El año llega a su fin, y como las golondrinas que vuelan y se posan para descansar, como el sol en el ocaso, como las hojas del otoño que lentamente terminan de caer del árbol para dar paso al invierno, mi alma reposa por fin un poco y se dispone a absorber las últimas lecciones que me brindó 2022. Capullo confeccionado por la vida misma, ceniza de ave fénix que debía arder hasta consumirse para volver a nacer, un poco más viejo, un poco más sabio, más prudente, más abierto. La mayor lección que este año me brindó es aquella que, por más trillada que suene, guarda una chispa infinita de resplandor y paz: sé aquí, sé ahora.

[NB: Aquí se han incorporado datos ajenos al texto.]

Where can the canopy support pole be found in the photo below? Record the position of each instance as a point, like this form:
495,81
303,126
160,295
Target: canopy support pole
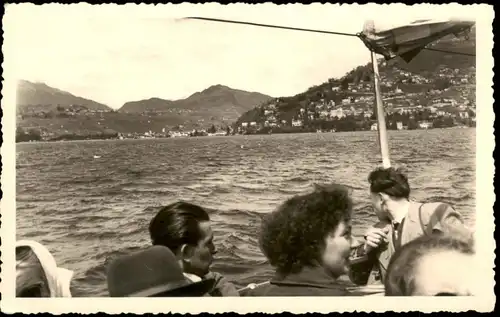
381,128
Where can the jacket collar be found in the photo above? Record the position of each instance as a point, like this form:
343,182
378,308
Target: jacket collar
310,277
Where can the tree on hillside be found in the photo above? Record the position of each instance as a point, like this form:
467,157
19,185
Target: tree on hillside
344,85
212,129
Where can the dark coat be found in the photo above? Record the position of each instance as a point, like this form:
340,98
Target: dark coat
311,281
422,219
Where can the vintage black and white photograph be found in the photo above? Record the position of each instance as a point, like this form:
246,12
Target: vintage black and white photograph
270,151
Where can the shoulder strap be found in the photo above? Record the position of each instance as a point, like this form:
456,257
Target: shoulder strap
435,217
420,219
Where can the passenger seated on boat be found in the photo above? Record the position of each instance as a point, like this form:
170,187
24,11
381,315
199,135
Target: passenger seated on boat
153,272
37,273
400,221
307,240
185,229
436,265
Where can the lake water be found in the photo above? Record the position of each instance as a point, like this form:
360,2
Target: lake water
87,210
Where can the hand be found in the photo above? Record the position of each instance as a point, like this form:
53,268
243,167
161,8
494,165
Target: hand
375,237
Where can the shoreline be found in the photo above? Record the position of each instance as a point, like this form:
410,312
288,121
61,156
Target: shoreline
221,136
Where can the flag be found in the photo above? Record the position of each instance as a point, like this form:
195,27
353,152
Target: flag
408,39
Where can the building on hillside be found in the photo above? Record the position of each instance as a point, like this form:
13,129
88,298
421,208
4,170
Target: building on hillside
463,114
338,113
425,125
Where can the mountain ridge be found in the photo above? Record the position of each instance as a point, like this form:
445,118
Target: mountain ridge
39,96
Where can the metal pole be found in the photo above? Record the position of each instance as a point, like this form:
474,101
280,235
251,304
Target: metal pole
382,128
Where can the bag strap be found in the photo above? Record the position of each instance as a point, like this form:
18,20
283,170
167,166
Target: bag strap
436,216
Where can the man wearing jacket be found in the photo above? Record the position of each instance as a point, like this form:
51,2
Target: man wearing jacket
401,220
185,229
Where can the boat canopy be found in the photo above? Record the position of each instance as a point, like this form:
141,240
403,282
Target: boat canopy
408,39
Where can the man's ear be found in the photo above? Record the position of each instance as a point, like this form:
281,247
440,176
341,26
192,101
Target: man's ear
383,197
186,252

Hace unos meses la NASA reveló algunas imágenes tomadas por el telescopio James Webb. Para nosotros, herederos de la Modernidad y aún más del siglo XX, con su técnica y tecnología hiperkinéticas y vertiginosas, en ciudades plagadas de luces que apagan el cielo, con tanto ruido de las redes sociales, de los sitios web, de lo digital, con tanta carga de trabajo cotidiano, con tantas cosas en la mente... para nosotros, quizá el poder de imágenes como las que nos reveló el Webb sea el de abrirnos una increíble vía por la cual alcanzar la experiencia cósmica de la pertenencia, para alcanzar a través de una experiencia estética una consciencia de nuestra finitud que nos maraville y asombre, que nos conmueva y nos enlace con la eternidad del tiempo en el presente: somos efímeros, y sin embargo somos. La nada de los místicos y la nada de los budistas no es la nada vacía de vértigo y ausencia, sino antes bien la nada que nos remite a la inconmensurabilidad amorosa del aquí y el ahora: la nada nunca es nada, el misterio no es lo terrible sino lo maravilloso.
La lección más profunda y penetrante que este año me ha regalado se expresa en una palabra: «vive». Hay que aprender a mirarnos y aceptar que podríamos hacer tantas cosas, tanto mal, tanto daño… Mas afirmar, frente a ese yo desgarrado por los posibles que pensamos, la realidad con todo su peso y su densidad, con toda su dimensión y su profundidad, con su materialidad y su concreción: podría hacer tantas cosas, pero decido no hacerlas, no quiero hacerlas, no soy lo que podría ser, soy lo que decido ser. La mente nos carcome, el pensamiento nos aplasta. Entonces el corazón llama a poner nuestras manos en nuestro pecho para que sintamos por nosotros mismos: latidos, bum, bum. Cielo claro. Cuerpo. Casa, perro, pasto, flor. Mis manos, mis piernas, mi respiración. Atardecer, melodías, una fotografía, un automóvil. El aquí y el ahora, los milagros que podemos experimentar y realizar, la pasión por estar aquí: vida, existencia, realidad, ser.
El mantra es una oración que nos ayuda a conectar con la divinidad al meditar, y el que este año me fue revelado reza así: «sé aquí, sé ahora». Una chispa que resplandece siempre en el momento oportuno, un rayo que ilumina todo y que a todo da color, esa clave que nos abre a la realidad porque nos permite reconectar con ella al superar el juicio, el pensar que nos causa tantos estragos. Consciencia que hace las paces con aquello que la mente no puede controlar y menos aún comprender. Re-ligare, com-unión con el momento presente, con el aquí y el ahora, con la realidad tal y como es en sí misma y por sí misma, allende la razón, que con los cantos del pájaro, con la claridad del sol entre las nubes, con la lluvia que cae, con el suspiro de los árboles, con el sonido del aire, con la sonrisa del amigo, con nosotros mismos nos dice ya siempre a través del sentir: vive, sé aquí, sé ahora.